Here are a few articles worth reading.

  • Cheating is All You Need. "There is something legendary and historic happening in software engineering, right now as we speak, and yet most of you don’t realize at all how big it is. LLMs aren’t just the biggest change since social, mobile, or cloud–they’re the biggest thing since the World Wide Web. And on the coding front, they’re the biggest thing since IDEs and Stack Overflow, and may well eclipse them both." I think he's right, at least as far as the effects of LLMs on software engineering. You can skip the last quarter of the article, which is basically a plug for his compary. 
  • scrapeghost is an experimental library for scraping websites using OpenAI's GPT. "The library provides a means to scrape structured data from HTML without writing page-specific code." This is pretty technical, but it shows the power of the new systems, and how easy it is to build on them if you have a moderate amount of programmig ability.
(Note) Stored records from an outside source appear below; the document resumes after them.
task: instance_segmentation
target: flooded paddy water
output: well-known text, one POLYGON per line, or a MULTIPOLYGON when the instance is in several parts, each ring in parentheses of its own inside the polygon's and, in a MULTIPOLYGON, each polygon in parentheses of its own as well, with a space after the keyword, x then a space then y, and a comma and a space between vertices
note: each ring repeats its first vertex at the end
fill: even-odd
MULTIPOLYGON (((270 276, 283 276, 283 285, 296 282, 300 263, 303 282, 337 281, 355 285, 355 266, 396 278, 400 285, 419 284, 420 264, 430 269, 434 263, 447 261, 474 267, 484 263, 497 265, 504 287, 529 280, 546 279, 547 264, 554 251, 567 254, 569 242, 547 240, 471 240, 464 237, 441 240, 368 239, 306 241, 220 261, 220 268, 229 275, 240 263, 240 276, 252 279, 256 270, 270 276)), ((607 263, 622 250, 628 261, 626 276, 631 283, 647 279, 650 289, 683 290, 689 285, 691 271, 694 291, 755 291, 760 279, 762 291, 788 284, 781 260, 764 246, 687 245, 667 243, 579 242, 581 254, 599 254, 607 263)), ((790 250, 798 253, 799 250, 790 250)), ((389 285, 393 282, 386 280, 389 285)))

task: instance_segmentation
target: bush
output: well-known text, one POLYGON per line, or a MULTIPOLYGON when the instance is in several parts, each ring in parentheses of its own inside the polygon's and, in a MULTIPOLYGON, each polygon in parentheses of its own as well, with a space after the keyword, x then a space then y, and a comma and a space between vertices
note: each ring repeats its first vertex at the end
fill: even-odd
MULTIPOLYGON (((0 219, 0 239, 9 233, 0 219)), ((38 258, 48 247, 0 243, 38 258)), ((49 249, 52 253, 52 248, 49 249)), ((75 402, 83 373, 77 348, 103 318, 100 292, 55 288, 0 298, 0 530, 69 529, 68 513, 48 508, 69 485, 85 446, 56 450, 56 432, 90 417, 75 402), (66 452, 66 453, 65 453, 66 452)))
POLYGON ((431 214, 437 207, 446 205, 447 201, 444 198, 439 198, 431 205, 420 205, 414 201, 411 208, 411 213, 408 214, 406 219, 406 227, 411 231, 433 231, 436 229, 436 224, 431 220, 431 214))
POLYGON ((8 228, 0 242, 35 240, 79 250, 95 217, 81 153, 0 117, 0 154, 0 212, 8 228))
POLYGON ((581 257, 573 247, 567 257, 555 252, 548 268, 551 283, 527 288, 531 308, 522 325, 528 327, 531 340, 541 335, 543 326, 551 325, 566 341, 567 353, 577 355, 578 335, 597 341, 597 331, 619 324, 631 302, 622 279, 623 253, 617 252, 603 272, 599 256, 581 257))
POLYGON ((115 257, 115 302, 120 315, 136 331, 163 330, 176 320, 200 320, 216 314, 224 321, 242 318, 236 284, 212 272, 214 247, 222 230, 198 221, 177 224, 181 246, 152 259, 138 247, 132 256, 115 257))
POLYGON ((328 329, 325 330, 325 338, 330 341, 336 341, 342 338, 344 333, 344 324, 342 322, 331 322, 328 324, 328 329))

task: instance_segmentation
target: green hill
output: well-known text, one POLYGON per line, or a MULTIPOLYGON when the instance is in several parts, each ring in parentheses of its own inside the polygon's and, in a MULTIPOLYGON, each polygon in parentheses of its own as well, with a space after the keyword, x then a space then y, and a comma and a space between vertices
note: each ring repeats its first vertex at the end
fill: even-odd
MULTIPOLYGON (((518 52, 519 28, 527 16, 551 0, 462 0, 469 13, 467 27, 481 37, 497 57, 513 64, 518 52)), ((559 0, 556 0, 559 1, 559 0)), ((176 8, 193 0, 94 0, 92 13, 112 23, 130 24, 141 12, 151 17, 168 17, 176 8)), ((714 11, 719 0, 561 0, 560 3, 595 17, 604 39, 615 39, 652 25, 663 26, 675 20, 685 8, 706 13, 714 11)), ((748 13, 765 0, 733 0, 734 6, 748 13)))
Put it this way: I can understand what he did here, and I could probably do something similar with a month or so of study, based on the Javascript and web design skills I learned during my technical writing career. An experienced programmer could knock it off in a day or two. 
  • Google and Microsoft’s chatbots are already citing one another in a misinformation shitshow. " Microsoft’s Bing said Google’s Bard had been shut down after it misread a story citing a tweet sourced from a joke. It’s not a good sign for the future of online misinformation." 
  • The GPT-x Revolution in Medicine. "Review of a new book with 6 months of assessing GPT-4 for medical applications." 
  • 11 Tips to Take Your ChatGPT Prompts to the Next Level. "Sure, anyone can use OpenAI’s chatbot. But with smart engineering, you can get way more interesting results."